Jones recommends the following steps to counter this problem:
·         Educate yourself on the economics behind value
·         Make value creation your mission
·         Step out of the shadows

But after reading her article again I was left with this nagging question…. how do PR execs actually educate themselves on the economics behind value?

The answer: they must become their enemy.

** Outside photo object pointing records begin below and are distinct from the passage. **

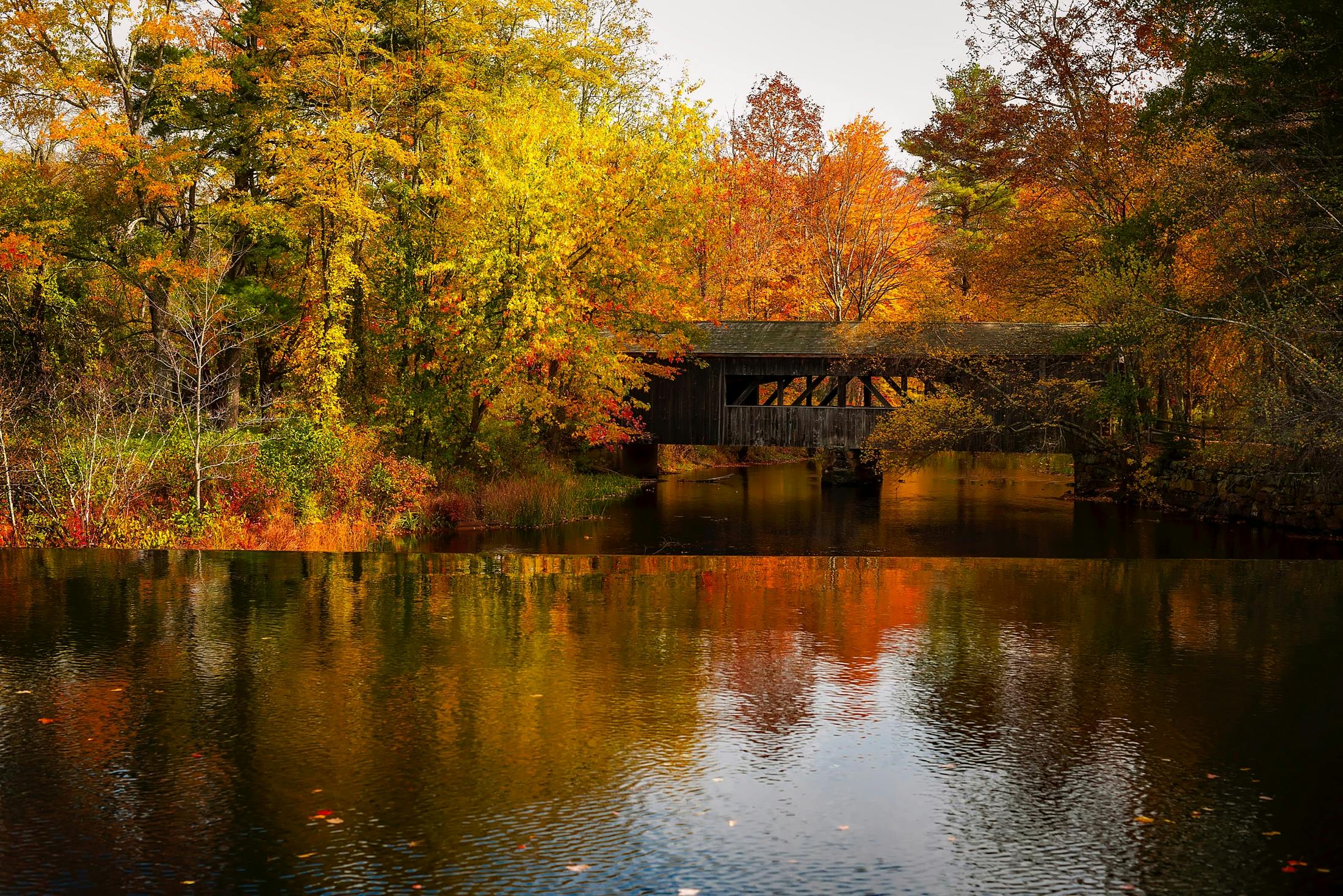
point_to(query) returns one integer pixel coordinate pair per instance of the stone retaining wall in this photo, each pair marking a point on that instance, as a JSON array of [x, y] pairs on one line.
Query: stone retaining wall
[[1298, 500]]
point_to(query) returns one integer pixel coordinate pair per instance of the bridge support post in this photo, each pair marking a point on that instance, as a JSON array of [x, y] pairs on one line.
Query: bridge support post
[[847, 466], [640, 460]]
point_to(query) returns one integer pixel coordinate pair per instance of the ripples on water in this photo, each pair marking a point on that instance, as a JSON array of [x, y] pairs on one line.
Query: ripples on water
[[994, 505], [733, 724]]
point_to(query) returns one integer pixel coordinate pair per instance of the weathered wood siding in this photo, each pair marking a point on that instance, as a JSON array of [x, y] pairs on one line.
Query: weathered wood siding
[[687, 410], [800, 426]]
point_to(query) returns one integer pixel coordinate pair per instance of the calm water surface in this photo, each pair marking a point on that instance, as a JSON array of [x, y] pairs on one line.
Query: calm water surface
[[955, 505], [581, 724]]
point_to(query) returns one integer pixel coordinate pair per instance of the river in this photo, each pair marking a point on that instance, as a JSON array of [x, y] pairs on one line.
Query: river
[[955, 684]]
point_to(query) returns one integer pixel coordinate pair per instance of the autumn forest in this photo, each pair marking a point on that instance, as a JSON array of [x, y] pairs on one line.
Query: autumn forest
[[296, 273]]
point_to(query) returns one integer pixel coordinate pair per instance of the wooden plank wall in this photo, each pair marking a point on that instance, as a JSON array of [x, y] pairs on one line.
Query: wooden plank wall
[[687, 410], [800, 426]]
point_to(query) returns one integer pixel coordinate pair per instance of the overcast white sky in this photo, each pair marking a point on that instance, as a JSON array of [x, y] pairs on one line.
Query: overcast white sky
[[849, 56]]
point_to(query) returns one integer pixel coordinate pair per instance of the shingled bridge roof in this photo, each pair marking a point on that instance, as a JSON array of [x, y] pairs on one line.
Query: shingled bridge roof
[[821, 339]]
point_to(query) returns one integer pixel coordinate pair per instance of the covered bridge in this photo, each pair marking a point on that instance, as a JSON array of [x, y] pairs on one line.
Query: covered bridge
[[818, 385]]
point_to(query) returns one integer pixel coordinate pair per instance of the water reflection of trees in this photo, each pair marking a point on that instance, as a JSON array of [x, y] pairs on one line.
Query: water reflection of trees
[[471, 703]]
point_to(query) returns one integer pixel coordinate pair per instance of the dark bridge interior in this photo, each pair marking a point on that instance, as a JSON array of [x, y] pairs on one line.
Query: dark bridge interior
[[816, 385]]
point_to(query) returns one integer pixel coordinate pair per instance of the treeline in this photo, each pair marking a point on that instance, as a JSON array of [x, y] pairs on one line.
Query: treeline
[[230, 233]]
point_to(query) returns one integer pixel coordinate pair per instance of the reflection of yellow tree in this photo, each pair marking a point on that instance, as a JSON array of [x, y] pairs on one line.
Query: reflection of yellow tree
[[469, 703]]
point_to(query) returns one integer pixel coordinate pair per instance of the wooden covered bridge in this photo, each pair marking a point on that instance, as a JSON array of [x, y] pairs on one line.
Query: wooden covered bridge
[[825, 386]]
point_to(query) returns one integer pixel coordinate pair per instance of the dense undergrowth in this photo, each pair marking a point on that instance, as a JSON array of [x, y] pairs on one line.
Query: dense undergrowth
[[293, 485]]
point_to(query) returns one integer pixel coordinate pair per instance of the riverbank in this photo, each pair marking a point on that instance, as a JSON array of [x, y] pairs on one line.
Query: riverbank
[[1223, 483], [293, 488]]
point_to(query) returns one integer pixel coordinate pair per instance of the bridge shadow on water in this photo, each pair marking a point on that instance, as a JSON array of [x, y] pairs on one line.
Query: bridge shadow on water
[[954, 505]]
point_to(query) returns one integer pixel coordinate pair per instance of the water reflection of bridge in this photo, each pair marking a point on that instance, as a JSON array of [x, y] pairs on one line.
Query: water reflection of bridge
[[817, 385]]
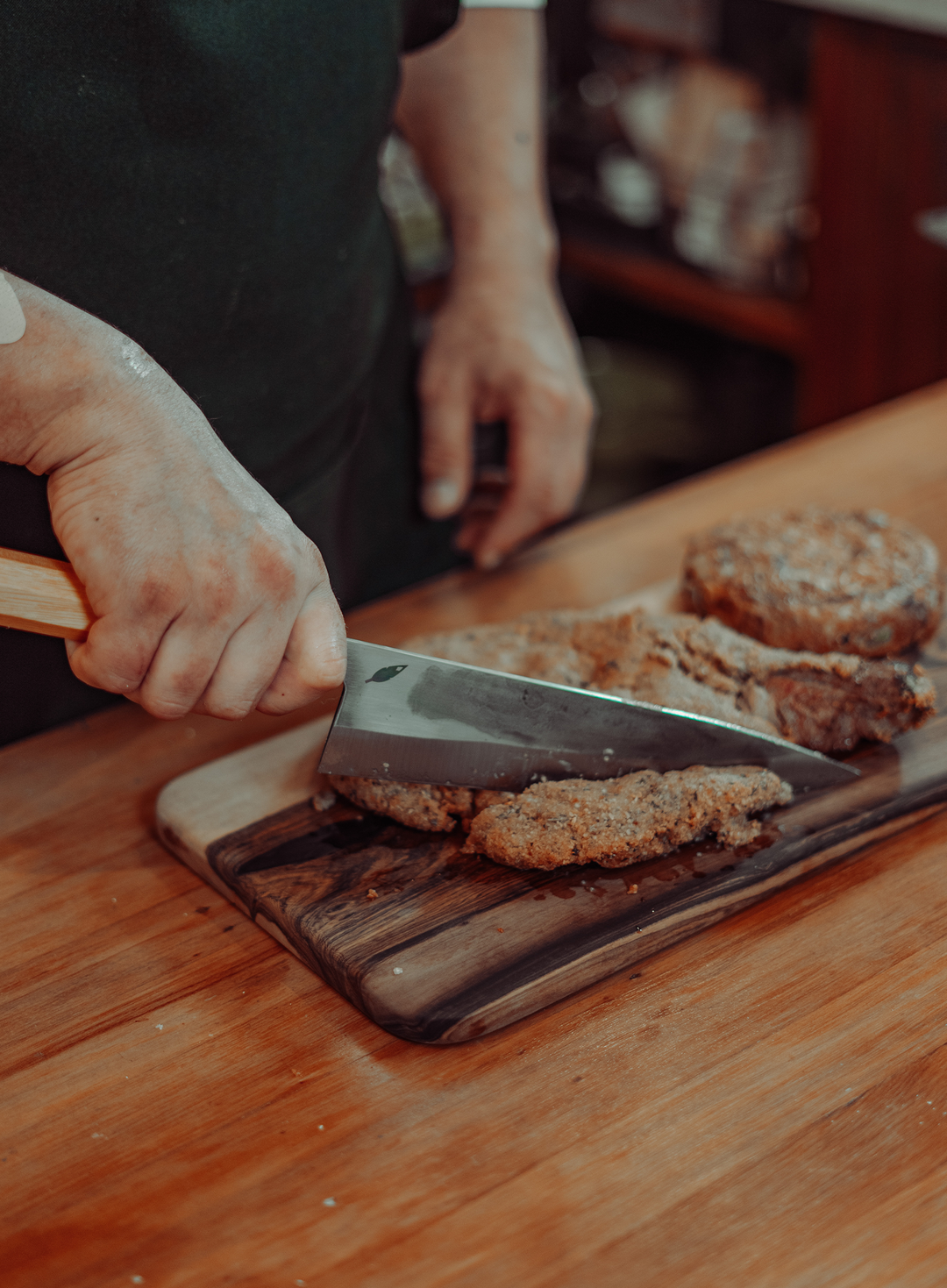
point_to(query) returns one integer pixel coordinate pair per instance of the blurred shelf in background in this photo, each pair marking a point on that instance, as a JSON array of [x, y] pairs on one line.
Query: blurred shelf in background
[[856, 293], [684, 293]]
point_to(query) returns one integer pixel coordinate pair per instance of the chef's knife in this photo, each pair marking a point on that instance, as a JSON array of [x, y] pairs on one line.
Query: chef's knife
[[406, 717]]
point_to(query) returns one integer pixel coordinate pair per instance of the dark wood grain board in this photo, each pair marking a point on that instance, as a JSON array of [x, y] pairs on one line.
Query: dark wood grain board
[[450, 945]]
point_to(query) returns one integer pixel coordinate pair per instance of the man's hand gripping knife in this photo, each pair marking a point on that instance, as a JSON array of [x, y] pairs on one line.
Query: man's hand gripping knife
[[206, 596], [502, 346]]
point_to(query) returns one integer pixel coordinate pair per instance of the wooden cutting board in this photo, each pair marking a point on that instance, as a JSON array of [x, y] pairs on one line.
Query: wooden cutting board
[[439, 947]]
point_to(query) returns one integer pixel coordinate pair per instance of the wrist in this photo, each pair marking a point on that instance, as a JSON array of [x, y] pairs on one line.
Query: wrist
[[518, 245], [57, 381]]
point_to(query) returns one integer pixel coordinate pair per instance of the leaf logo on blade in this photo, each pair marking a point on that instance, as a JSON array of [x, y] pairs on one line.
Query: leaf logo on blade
[[387, 672]]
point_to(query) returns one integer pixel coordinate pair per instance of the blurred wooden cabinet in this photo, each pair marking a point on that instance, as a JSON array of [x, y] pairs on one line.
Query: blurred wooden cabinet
[[878, 299], [873, 321]]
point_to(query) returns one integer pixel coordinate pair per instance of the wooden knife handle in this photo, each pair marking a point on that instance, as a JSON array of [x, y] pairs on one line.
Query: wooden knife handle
[[43, 595]]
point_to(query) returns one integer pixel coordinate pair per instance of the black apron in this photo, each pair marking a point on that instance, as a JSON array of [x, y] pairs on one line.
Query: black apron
[[203, 175]]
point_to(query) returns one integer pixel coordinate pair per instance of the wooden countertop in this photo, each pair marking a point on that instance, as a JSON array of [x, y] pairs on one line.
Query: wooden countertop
[[763, 1106]]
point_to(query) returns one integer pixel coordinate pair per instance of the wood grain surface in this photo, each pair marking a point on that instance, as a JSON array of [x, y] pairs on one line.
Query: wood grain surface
[[405, 925], [762, 1106]]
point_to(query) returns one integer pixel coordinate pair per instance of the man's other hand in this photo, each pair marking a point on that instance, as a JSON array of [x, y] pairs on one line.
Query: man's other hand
[[502, 349]]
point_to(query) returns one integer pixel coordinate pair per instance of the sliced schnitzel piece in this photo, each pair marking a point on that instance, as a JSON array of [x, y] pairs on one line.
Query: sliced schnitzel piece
[[626, 820]]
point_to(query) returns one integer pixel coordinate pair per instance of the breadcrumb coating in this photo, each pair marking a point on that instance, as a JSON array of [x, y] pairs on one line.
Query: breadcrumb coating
[[626, 820], [817, 580]]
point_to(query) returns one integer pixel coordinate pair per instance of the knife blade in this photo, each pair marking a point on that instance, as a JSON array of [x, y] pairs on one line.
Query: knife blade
[[408, 717]]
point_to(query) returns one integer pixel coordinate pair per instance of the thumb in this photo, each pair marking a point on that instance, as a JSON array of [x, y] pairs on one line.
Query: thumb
[[315, 658], [446, 450]]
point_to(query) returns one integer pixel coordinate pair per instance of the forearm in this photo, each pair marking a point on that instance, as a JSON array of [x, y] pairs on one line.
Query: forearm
[[471, 106]]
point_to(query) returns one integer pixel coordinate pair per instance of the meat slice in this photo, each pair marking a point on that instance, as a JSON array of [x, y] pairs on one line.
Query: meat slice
[[826, 701], [854, 582], [625, 820], [422, 805], [538, 644]]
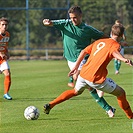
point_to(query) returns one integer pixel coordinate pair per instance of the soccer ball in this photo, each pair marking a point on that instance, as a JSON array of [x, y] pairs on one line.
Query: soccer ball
[[31, 113]]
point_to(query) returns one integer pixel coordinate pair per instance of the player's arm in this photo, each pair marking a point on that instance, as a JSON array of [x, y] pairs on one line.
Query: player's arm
[[47, 22], [117, 55], [80, 58], [4, 56]]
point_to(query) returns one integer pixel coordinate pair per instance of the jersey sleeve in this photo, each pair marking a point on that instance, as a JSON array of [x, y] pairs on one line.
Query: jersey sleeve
[[88, 49], [59, 24], [115, 47], [96, 34]]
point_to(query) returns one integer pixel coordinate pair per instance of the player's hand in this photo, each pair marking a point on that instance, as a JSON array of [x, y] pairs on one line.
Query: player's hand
[[129, 62], [46, 22]]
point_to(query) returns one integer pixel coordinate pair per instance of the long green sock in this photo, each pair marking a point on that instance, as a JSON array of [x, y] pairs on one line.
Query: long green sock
[[100, 100], [71, 79], [119, 65], [116, 65]]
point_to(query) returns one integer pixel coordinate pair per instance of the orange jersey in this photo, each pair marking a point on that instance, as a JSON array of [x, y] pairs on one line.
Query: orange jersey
[[4, 39], [100, 52]]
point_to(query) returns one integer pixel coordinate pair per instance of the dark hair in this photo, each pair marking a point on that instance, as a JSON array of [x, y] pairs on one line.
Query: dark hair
[[4, 19], [74, 9], [118, 29]]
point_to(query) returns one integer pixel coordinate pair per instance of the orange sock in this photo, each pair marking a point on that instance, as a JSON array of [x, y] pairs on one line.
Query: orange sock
[[7, 84], [123, 103], [64, 96]]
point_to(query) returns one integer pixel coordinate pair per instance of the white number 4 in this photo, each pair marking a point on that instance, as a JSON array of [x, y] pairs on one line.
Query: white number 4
[[99, 47]]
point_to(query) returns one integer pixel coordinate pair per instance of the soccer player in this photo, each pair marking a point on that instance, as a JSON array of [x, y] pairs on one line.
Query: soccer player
[[76, 36], [94, 71], [4, 56]]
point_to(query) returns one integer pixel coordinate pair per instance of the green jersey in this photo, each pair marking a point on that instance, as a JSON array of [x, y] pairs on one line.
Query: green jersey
[[75, 38]]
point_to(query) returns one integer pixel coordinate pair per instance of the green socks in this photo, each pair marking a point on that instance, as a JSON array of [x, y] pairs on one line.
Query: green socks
[[71, 79], [100, 100]]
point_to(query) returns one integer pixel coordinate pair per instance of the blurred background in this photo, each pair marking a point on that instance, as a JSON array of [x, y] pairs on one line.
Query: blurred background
[[30, 39]]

Mind you, this is not an easy task. Many in the PR industry claim to have gone the communications route partly because their brains “aren’t wired for finance or business.” Let someone else crunch the numbers I’ve heard many a time. Earning an MBA might seem impractical for more senior executives, but perhaps PR agencies should begin recruiting those with business backgrounds – much in the way they’ve hired ex-journalists to help tell more compelling client stories. Another approach might be an expanded role for a PR company’s in-house accountant, an individual most likely to appreciate and understand your client’s by-the-numbers needs.

There’s also continuing education on the cheap. Coursera, founded last April, is a for-profit online educational outlet that provides free web video courses and has gained significant notoriety in the past several months, attracting some $22 million in venture capital. Courses, which include topics on economics and business strategy, (among many others) are broken up into multiple pre-recorded sessions along with quizzes and the occasional written assignment. How much or how little the student does is entirely up to them.

So perhaps PR agencies should carve out additional time for staff to make use of resources like this. It won’t raise your company’s business IQ overnight. But it could make a lasting, positive impression whose “compounded interest” – an economic term we all should know – really adds up.

And isn’t that what PR is about after all?